Rainfall exhibits some degree of spatial consistency. The spatial correlation of rainfall measurement depends on the following factors

- Duration (
*less correlation at shorter duration*) - Distance (
*less correlation with increasing distance*) - Type of precipitation (
*less correlation for convectional rainfall*) - Terrain (
*less correlation for hilly terrain*)

## Nearest Neighbor Test

**A reasonable assumption is that rainfall data exhibit adequate spatial correlation within a short distance when aggregated over a longer duration.** Given this, we can apply a validation test to check if the measured value at station is similar to neighboring station values. This is the basis for the *Nearest Neighbor Test*. The test is described as follows

Manual on Rainfall Data Validation, NHP, India

An estimate of the interpolated rainfall value at a station is obtained on the basis of weighted average of rainfall observed at the surrounding stations. Whenever the difference between observed and estimated values exceed the expected limiting value, such values are considered as suspect values and they are then flagged for further investigation for possible causes of their discrepancies.

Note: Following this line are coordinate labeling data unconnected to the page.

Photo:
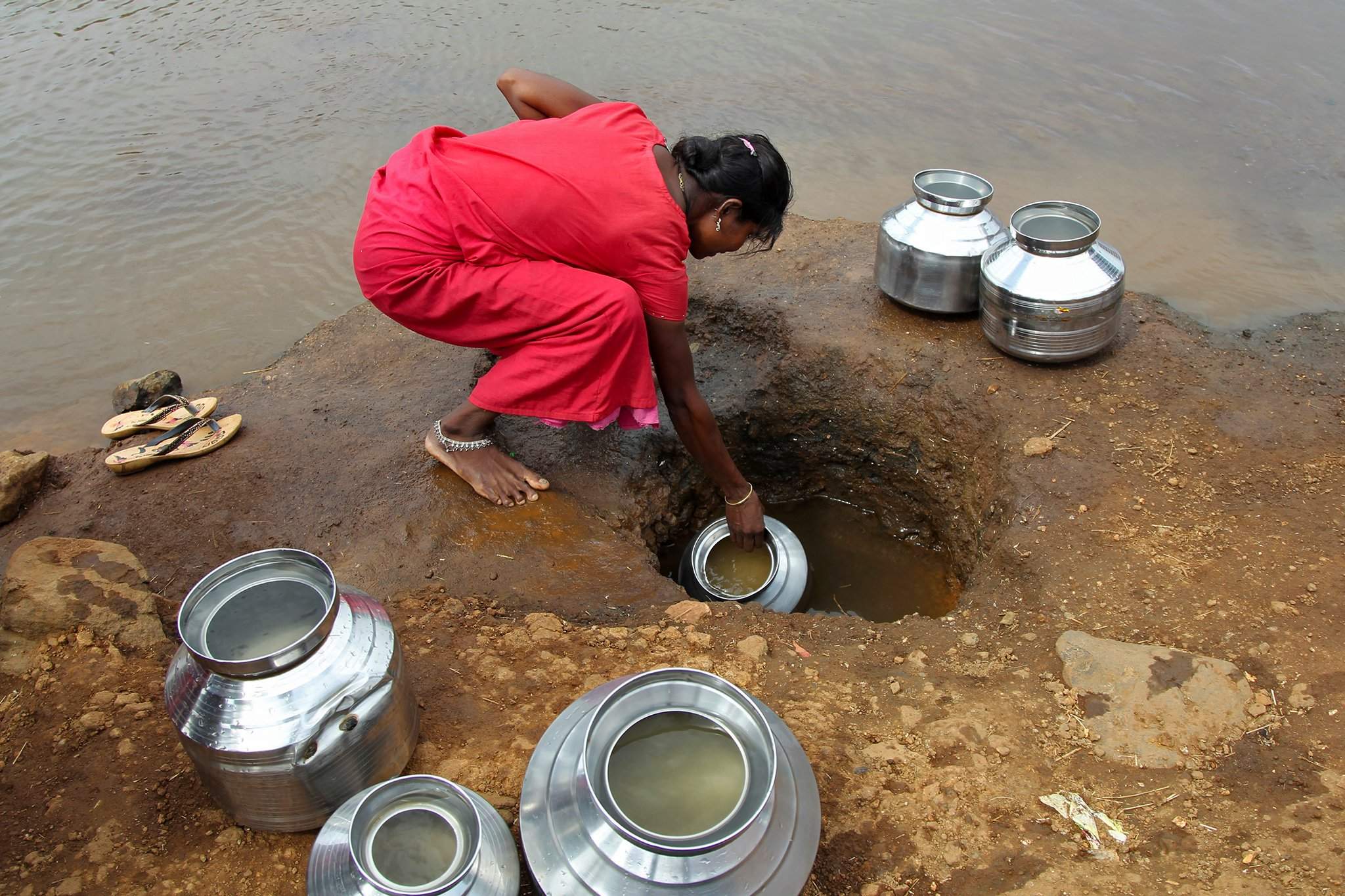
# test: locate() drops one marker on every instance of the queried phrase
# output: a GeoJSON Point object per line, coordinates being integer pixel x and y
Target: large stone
{"type": "Point", "coordinates": [1153, 706]}
{"type": "Point", "coordinates": [20, 477]}
{"type": "Point", "coordinates": [144, 391]}
{"type": "Point", "coordinates": [61, 585]}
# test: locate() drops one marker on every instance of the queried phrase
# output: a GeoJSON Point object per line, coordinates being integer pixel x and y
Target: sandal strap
{"type": "Point", "coordinates": [165, 405]}
{"type": "Point", "coordinates": [174, 438]}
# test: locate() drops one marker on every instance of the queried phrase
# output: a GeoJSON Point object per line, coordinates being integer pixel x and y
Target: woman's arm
{"type": "Point", "coordinates": [695, 425]}
{"type": "Point", "coordinates": [536, 96]}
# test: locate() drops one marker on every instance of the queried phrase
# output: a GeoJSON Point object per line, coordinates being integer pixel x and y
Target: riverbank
{"type": "Point", "coordinates": [1192, 499]}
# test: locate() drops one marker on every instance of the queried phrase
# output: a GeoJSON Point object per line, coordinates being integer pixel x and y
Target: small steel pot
{"type": "Point", "coordinates": [414, 836]}
{"type": "Point", "coordinates": [930, 247]}
{"type": "Point", "coordinates": [783, 589]}
{"type": "Point", "coordinates": [288, 691]}
{"type": "Point", "coordinates": [1052, 293]}
{"type": "Point", "coordinates": [577, 840]}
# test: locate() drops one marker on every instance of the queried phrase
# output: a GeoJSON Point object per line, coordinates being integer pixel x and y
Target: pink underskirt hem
{"type": "Point", "coordinates": [630, 418]}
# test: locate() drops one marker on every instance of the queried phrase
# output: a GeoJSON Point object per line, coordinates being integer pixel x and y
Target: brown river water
{"type": "Point", "coordinates": [181, 179]}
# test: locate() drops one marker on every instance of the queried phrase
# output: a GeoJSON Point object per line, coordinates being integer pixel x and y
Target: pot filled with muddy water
{"type": "Point", "coordinates": [776, 575]}
{"type": "Point", "coordinates": [414, 836]}
{"type": "Point", "coordinates": [288, 691]}
{"type": "Point", "coordinates": [930, 247]}
{"type": "Point", "coordinates": [1053, 292]}
{"type": "Point", "coordinates": [671, 779]}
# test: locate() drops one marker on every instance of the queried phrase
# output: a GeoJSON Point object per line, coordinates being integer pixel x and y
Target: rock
{"type": "Point", "coordinates": [95, 720]}
{"type": "Point", "coordinates": [1038, 446]}
{"type": "Point", "coordinates": [141, 393]}
{"type": "Point", "coordinates": [1147, 704]}
{"type": "Point", "coordinates": [753, 647]}
{"type": "Point", "coordinates": [53, 586]}
{"type": "Point", "coordinates": [20, 477]}
{"type": "Point", "coordinates": [544, 626]}
{"type": "Point", "coordinates": [689, 610]}
{"type": "Point", "coordinates": [1300, 699]}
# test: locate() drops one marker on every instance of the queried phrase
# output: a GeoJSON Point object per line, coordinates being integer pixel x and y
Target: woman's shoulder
{"type": "Point", "coordinates": [615, 114]}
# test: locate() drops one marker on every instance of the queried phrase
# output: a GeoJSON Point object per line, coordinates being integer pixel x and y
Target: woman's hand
{"type": "Point", "coordinates": [747, 523]}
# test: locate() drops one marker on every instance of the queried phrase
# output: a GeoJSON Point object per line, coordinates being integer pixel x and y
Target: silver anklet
{"type": "Point", "coordinates": [454, 445]}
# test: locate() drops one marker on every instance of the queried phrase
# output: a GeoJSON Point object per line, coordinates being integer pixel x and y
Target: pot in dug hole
{"type": "Point", "coordinates": [1053, 292]}
{"type": "Point", "coordinates": [586, 832]}
{"type": "Point", "coordinates": [930, 247]}
{"type": "Point", "coordinates": [288, 691]}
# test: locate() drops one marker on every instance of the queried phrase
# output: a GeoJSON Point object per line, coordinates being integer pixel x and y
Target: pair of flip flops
{"type": "Point", "coordinates": [187, 431]}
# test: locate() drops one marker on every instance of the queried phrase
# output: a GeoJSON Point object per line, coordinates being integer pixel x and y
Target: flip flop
{"type": "Point", "coordinates": [164, 414]}
{"type": "Point", "coordinates": [190, 438]}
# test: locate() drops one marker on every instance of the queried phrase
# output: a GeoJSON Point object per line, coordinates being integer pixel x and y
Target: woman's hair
{"type": "Point", "coordinates": [753, 174]}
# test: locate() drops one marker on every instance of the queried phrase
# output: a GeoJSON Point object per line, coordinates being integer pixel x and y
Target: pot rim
{"type": "Point", "coordinates": [422, 793]}
{"type": "Point", "coordinates": [1056, 209]}
{"type": "Point", "coordinates": [948, 205]}
{"type": "Point", "coordinates": [720, 834]}
{"type": "Point", "coordinates": [222, 585]}
{"type": "Point", "coordinates": [709, 539]}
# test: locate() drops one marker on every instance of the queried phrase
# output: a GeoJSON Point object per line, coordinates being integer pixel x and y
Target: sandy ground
{"type": "Point", "coordinates": [1193, 499]}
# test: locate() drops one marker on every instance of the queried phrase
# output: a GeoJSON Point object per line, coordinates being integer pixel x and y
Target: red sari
{"type": "Point", "coordinates": [545, 242]}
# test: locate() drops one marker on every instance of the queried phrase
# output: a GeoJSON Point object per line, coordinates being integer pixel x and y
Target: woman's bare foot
{"type": "Point", "coordinates": [494, 476]}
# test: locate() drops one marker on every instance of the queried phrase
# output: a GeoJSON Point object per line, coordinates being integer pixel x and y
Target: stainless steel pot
{"type": "Point", "coordinates": [783, 589]}
{"type": "Point", "coordinates": [1053, 292]}
{"type": "Point", "coordinates": [414, 836]}
{"type": "Point", "coordinates": [579, 840]}
{"type": "Point", "coordinates": [930, 249]}
{"type": "Point", "coordinates": [288, 689]}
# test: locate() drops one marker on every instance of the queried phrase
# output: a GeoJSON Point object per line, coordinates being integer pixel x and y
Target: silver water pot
{"type": "Point", "coordinates": [414, 836]}
{"type": "Point", "coordinates": [288, 691]}
{"type": "Point", "coordinates": [930, 249]}
{"type": "Point", "coordinates": [1053, 292]}
{"type": "Point", "coordinates": [580, 837]}
{"type": "Point", "coordinates": [786, 585]}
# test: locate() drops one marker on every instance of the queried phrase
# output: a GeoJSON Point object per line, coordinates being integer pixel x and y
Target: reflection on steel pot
{"type": "Point", "coordinates": [785, 586]}
{"type": "Point", "coordinates": [930, 249]}
{"type": "Point", "coordinates": [583, 833]}
{"type": "Point", "coordinates": [288, 691]}
{"type": "Point", "coordinates": [414, 836]}
{"type": "Point", "coordinates": [1053, 292]}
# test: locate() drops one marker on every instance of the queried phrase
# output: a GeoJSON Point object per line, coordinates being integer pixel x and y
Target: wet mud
{"type": "Point", "coordinates": [1192, 499]}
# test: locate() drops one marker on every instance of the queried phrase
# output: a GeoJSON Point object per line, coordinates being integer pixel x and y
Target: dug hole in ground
{"type": "Point", "coordinates": [1147, 614]}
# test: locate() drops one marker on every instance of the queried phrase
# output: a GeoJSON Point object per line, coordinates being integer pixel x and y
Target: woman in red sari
{"type": "Point", "coordinates": [558, 244]}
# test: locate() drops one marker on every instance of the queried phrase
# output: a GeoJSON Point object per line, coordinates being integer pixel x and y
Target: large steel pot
{"type": "Point", "coordinates": [579, 840]}
{"type": "Point", "coordinates": [414, 836]}
{"type": "Point", "coordinates": [930, 249]}
{"type": "Point", "coordinates": [785, 586]}
{"type": "Point", "coordinates": [288, 689]}
{"type": "Point", "coordinates": [1053, 292]}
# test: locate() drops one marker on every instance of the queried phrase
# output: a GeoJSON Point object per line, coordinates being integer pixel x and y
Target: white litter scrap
{"type": "Point", "coordinates": [1088, 820]}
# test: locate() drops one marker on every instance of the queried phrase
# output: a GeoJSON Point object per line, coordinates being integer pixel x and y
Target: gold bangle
{"type": "Point", "coordinates": [744, 498]}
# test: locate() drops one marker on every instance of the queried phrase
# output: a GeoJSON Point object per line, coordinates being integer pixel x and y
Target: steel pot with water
{"type": "Point", "coordinates": [930, 249]}
{"type": "Point", "coordinates": [288, 691]}
{"type": "Point", "coordinates": [669, 781]}
{"type": "Point", "coordinates": [414, 836]}
{"type": "Point", "coordinates": [1053, 292]}
{"type": "Point", "coordinates": [778, 578]}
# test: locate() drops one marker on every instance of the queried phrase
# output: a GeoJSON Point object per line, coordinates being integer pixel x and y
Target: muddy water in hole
{"type": "Point", "coordinates": [181, 181]}
{"type": "Point", "coordinates": [676, 774]}
{"type": "Point", "coordinates": [860, 567]}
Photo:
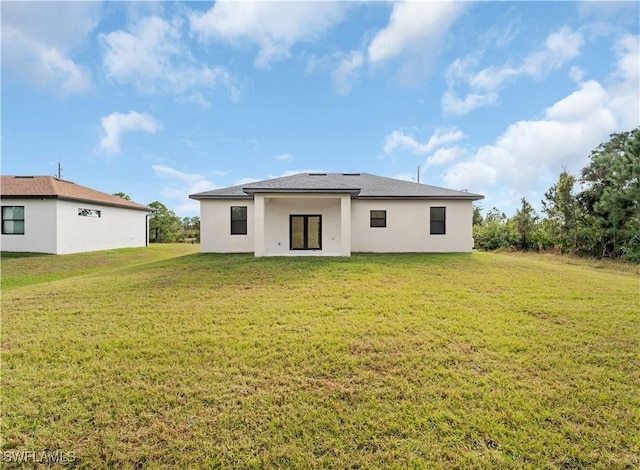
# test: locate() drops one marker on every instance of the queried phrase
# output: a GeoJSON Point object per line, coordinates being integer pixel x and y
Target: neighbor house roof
{"type": "Point", "coordinates": [360, 185]}
{"type": "Point", "coordinates": [49, 187]}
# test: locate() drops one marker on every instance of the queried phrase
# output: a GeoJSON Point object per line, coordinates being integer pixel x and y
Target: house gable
{"type": "Point", "coordinates": [340, 206]}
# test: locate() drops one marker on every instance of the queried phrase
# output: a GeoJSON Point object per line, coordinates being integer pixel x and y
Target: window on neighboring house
{"type": "Point", "coordinates": [378, 218]}
{"type": "Point", "coordinates": [305, 232]}
{"type": "Point", "coordinates": [438, 221]}
{"type": "Point", "coordinates": [13, 220]}
{"type": "Point", "coordinates": [88, 212]}
{"type": "Point", "coordinates": [238, 220]}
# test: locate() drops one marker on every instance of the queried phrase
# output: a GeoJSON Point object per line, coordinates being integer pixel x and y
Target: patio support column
{"type": "Point", "coordinates": [258, 220]}
{"type": "Point", "coordinates": [345, 225]}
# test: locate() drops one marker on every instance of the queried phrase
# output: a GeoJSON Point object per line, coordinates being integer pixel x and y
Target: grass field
{"type": "Point", "coordinates": [166, 358]}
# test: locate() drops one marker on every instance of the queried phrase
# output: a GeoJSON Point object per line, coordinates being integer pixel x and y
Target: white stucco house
{"type": "Point", "coordinates": [335, 214]}
{"type": "Point", "coordinates": [43, 214]}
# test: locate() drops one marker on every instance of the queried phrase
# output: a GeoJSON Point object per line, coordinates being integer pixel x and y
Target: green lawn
{"type": "Point", "coordinates": [166, 358]}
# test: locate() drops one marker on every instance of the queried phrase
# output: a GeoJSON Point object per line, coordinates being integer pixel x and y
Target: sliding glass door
{"type": "Point", "coordinates": [305, 232]}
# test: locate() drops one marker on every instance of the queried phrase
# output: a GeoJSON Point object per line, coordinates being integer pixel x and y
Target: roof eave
{"type": "Point", "coordinates": [251, 191]}
{"type": "Point", "coordinates": [66, 198]}
{"type": "Point", "coordinates": [470, 197]}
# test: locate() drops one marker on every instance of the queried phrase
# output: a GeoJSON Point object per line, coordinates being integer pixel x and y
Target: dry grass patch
{"type": "Point", "coordinates": [463, 361]}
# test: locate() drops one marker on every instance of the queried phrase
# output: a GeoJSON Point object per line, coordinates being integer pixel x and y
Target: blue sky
{"type": "Point", "coordinates": [160, 100]}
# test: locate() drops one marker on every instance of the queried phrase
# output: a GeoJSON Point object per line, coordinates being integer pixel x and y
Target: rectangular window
{"type": "Point", "coordinates": [438, 221]}
{"type": "Point", "coordinates": [88, 212]}
{"type": "Point", "coordinates": [13, 220]}
{"type": "Point", "coordinates": [305, 232]}
{"type": "Point", "coordinates": [238, 220]}
{"type": "Point", "coordinates": [378, 219]}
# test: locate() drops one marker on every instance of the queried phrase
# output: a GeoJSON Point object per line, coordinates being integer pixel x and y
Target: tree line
{"type": "Point", "coordinates": [596, 214]}
{"type": "Point", "coordinates": [166, 227]}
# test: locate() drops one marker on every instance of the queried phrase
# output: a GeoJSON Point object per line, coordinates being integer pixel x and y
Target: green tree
{"type": "Point", "coordinates": [164, 225]}
{"type": "Point", "coordinates": [611, 197]}
{"type": "Point", "coordinates": [561, 206]}
{"type": "Point", "coordinates": [525, 224]}
{"type": "Point", "coordinates": [122, 195]}
{"type": "Point", "coordinates": [191, 228]}
{"type": "Point", "coordinates": [494, 232]}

### Implementing the Nearest Neighbor Test in QGIS

We will now see how to implement this test in QGIS. The implementation is carried out in the following steps:

- Identify neighbor stations
- Compute distances to neighbors
- Identify suspect stations based on statistical tests
- Build a Processing Model to automate the entire process

### Get The Dataset

For this post, we will use open precipitation data from Global Historical Climatology Network (GHCN). The example in this post uses Precipitation data for the state of Florida for June 2020.

You can download the data.gpkg file containing the sample data as well as the processing model.

### Identify Neighbor Stations

The test prescribes the following conditions must be met when selecting neighbor stations for the test.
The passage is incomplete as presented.